Crescono i ricoveri in terapia intensiva «Ma questa volta siamo più preparati»

Domenica 27 Settembre 2020
IL FOCUS
ROMA Mercoledì 16 settembre i pazienti colpiti dal Covid-19 ricoverati nelle terapie intensive erano 207. Ieri, erano saliti a 247, tre in più del giorno prima. Una crescita rapida iniziata all'inizio di questo mese. Mai numeri così alti dalla fine del lockdown per quanto riguarda i ricoveri in ospedale. Solo nell'ultima settimana i posti letto occupati nei reparti di rianimazione sono saliti del 2-3%. Con valori superiori al 10% in alcune Regioni, si legge nel report dell'Istituto superiore di sanità. Sebbene non siano presenti segnali di sovraccarico dei servizi sanitari assistenziali - è scritto nel documento - la tendenza osservata potrebbe riflettere a breve tempo in un maggiore impegno.
L'ALLARME
E, immediatamente, ci vengono in mente le immagini dei reparti rianimazione di marzo quando i ricoverati sfioravano i quattromila. Tutti in condizioni molto gravi. Nei Paesi a noi vicini è già allarme. Le parole del ministro della Salute francese Olivier Veran disegnano la situazione: «Prevediamo che entro l'11 novembre l'85% dei posti di terapia intensiva sarà occupato da pazienti Covid. In particolare nella Regione di Parigi». In Spagna, oggi, le rianimazioni sono destinate, per il 16% dei posti, ai contagiati dal coronavirus. Nella zona di Madrid, si arriva al 36%.
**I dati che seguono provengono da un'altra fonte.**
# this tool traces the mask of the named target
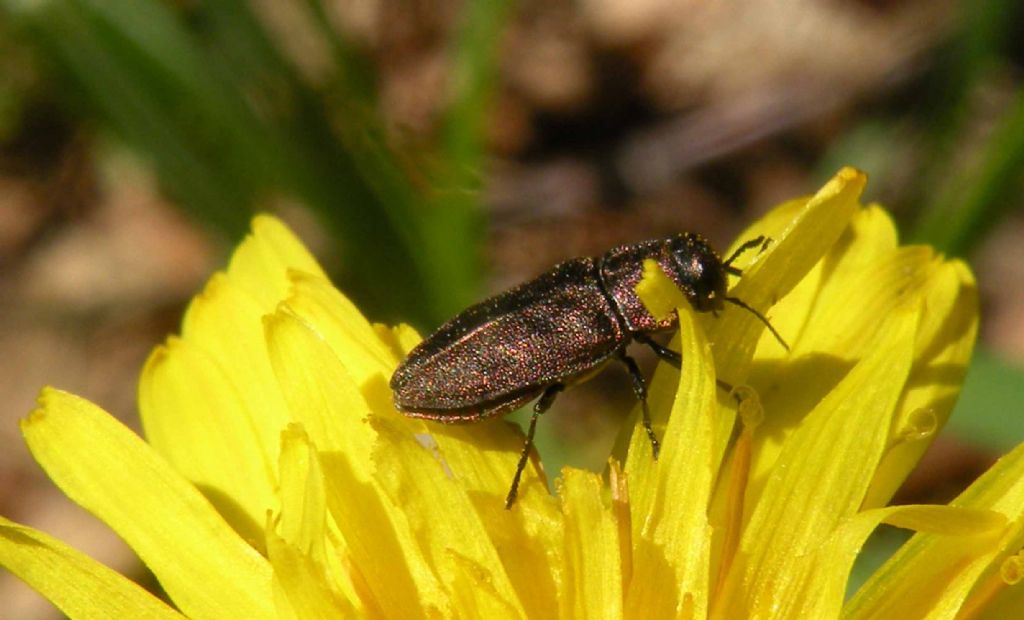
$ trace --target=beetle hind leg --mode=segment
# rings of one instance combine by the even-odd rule
[[[516,501],[516,495],[519,494],[519,479],[523,475],[523,470],[526,469],[526,459],[530,458],[530,450],[533,449],[533,434],[537,430],[537,418],[551,408],[551,403],[555,402],[555,397],[564,389],[565,386],[561,383],[548,386],[533,405],[533,415],[530,416],[530,428],[526,431],[523,451],[519,454],[516,475],[512,477],[512,488],[508,490],[508,495],[505,496],[505,510],[512,507],[512,504]]]
[[[676,353],[676,355],[679,354]],[[654,455],[654,460],[657,461],[658,453],[661,451],[661,443],[658,441],[658,436],[654,434],[654,427],[651,426],[651,409],[647,406],[647,384],[644,383],[644,376],[640,374],[640,367],[636,365],[636,360],[626,355],[625,351],[619,352],[619,359],[626,365],[626,369],[629,370],[629,378],[633,380],[633,393],[636,394],[636,399],[640,401],[640,408],[644,414],[644,430],[647,431],[647,438],[651,440],[651,454]]]

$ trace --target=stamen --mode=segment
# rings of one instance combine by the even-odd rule
[[[732,389],[732,397],[736,399],[736,413],[740,416],[745,428],[754,430],[764,420],[764,407],[757,390],[749,385],[737,385]]]
[[[725,479],[725,505],[722,508],[721,520],[715,528],[722,532],[721,561],[718,575],[712,588],[712,600],[725,587],[726,577],[739,550],[740,535],[743,532],[743,500],[747,495],[747,482],[750,480],[750,461],[753,452],[754,433],[751,427],[744,425],[736,443],[733,444],[729,462],[722,471]]]
[[[736,399],[736,410],[743,426],[729,453],[729,461],[722,470],[725,476],[725,505],[720,513],[721,522],[716,524],[716,529],[720,528],[722,532],[722,552],[712,590],[713,597],[725,586],[729,569],[739,549],[743,531],[743,504],[747,496],[747,483],[750,481],[754,429],[764,419],[764,408],[761,407],[761,397],[757,390],[742,384],[730,389],[729,395]]]
[[[1017,585],[1024,579],[1024,558],[1019,552],[1003,560],[999,567],[999,577],[1008,586]]]
[[[1006,586],[1018,583],[1024,577],[1024,558],[1021,557],[1021,553],[1018,551],[1003,560],[998,571],[990,573],[981,583],[975,585],[970,596],[960,606],[960,612],[956,617],[977,618],[986,611],[996,595],[1006,589]]]

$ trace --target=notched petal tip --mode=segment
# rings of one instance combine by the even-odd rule
[[[65,392],[60,388],[53,387],[52,385],[45,385],[39,390],[39,396],[36,397],[36,403],[40,407],[48,407],[54,401],[60,400],[63,397],[77,398],[70,392]]]
[[[416,348],[423,337],[416,331],[416,328],[407,323],[399,323],[394,327],[387,327],[379,323],[374,324],[374,331],[384,344],[394,352],[397,359],[405,359],[405,356]]]
[[[28,432],[29,428],[36,424],[43,424],[46,422],[47,411],[46,406],[36,407],[28,413],[24,418],[18,420],[18,428],[21,429],[22,435]]]
[[[36,397],[36,407],[18,421],[22,434],[24,435],[31,427],[49,422],[54,415],[60,415],[63,405],[82,400],[84,399],[70,392],[51,385],[44,386]]]
[[[261,213],[252,219],[252,238],[271,248],[286,268],[324,275],[320,265],[291,228],[277,217]]]

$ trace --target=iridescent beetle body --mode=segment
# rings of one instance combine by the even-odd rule
[[[391,378],[395,405],[412,417],[460,423],[500,415],[539,397],[506,498],[510,507],[537,417],[567,385],[618,358],[626,364],[643,404],[644,426],[657,458],[646,386],[626,346],[640,341],[676,366],[681,360],[678,353],[648,337],[674,328],[678,319],[675,314],[657,319],[637,296],[644,260],[657,262],[695,310],[717,312],[729,301],[764,320],[726,295],[726,274],[740,273],[732,261],[740,251],[763,241],[745,243],[724,262],[700,235],[692,233],[619,246],[598,258],[563,262],[471,306],[421,342]]]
Al momento, da noi, gli anestesisti, nonostante il veloce aumento dei ricoverati nei reparti dove i pazienti vengono ventilati, intubati (se le condizioni sono particolarmente impegnative), curati a pancia in giù o sottoposti a circolazione extracorporea, usano ancora parole rassicuranti. E invitano alla protezione per fermare l'escalation virale. Ma sono gli stessi a mostrare preoccupazione per l'abbassamento dell'età di chi si ammala in questo inizio d'autunno. Siamo passati dai 65-80 anni di marzo e aprile a 41 di oggi. «La curva sta risalendo e con lei i casi che hanno bisogno della terapia intensiva. Va detto con chiarezza che i pazienti di oggi non sono meno gravi di quelli che tenevamo sotto osservazione all'inizio della pandemia - spiega Alessandro Vergallo presidente dell'Associazione anestesisti rianimatori ospedalieri italiani - non abbiamo evidenze che il virus sia cambiato. Sembra essere sempre lo stesso e con la stessa virulenza. Allerta obbligatoria».
IL CAMBIAMENTO
Il rapido cambiamento, secondo gli specialisti, va preso come un segnale d'allarme. Come un campanello capace di ricordare che cosa, in realtà, voglia dire un'impennata di casi e la conseguente occupazione dei reparti di rianimazione. Vuol dire fermare molte altre operazioni di routine che possono essere rinviate. In molti ospedali, infatti, stanno ancora smaltendo gli interventi che erano stati bloccati durante la primavera. Chi nei mesi scorsi è stato in trincea (dal pronto soccorso alla terapia intensiva), vede la possibile seconda ondata con un briciolo di speranza. Dal momento che, quasi ovunque, ci sono posti letto in più ed attrezzature ad hoc per affrontare di nuovo l'attacco nemico. Ma, sappiamo, che l'Italia da Nord a Sud, purtroppo, non è tutta uguale.
ATTENZIONE
«Va ricordato - sono le parole di Massimo Antonelli, direttore del dipartimento di Anestesia e rianimazione del Policlinico Gemelli di Roma e membro del Comitato tecnico - che l'incremento non deve essere sottovalutato. Oggi, comunque, siamo più preparati, conosciamo meglio il nemico. Sappiamo identificare e trattare meglio i pazienti con i sintomi. A marzo il ricovero durava tre-quattro settimane, ora di dieci-quindici giorni. Ma questo non deve far abbassare la guardia. Anzi, attenzione a proteggersi sempre e al distanziamento».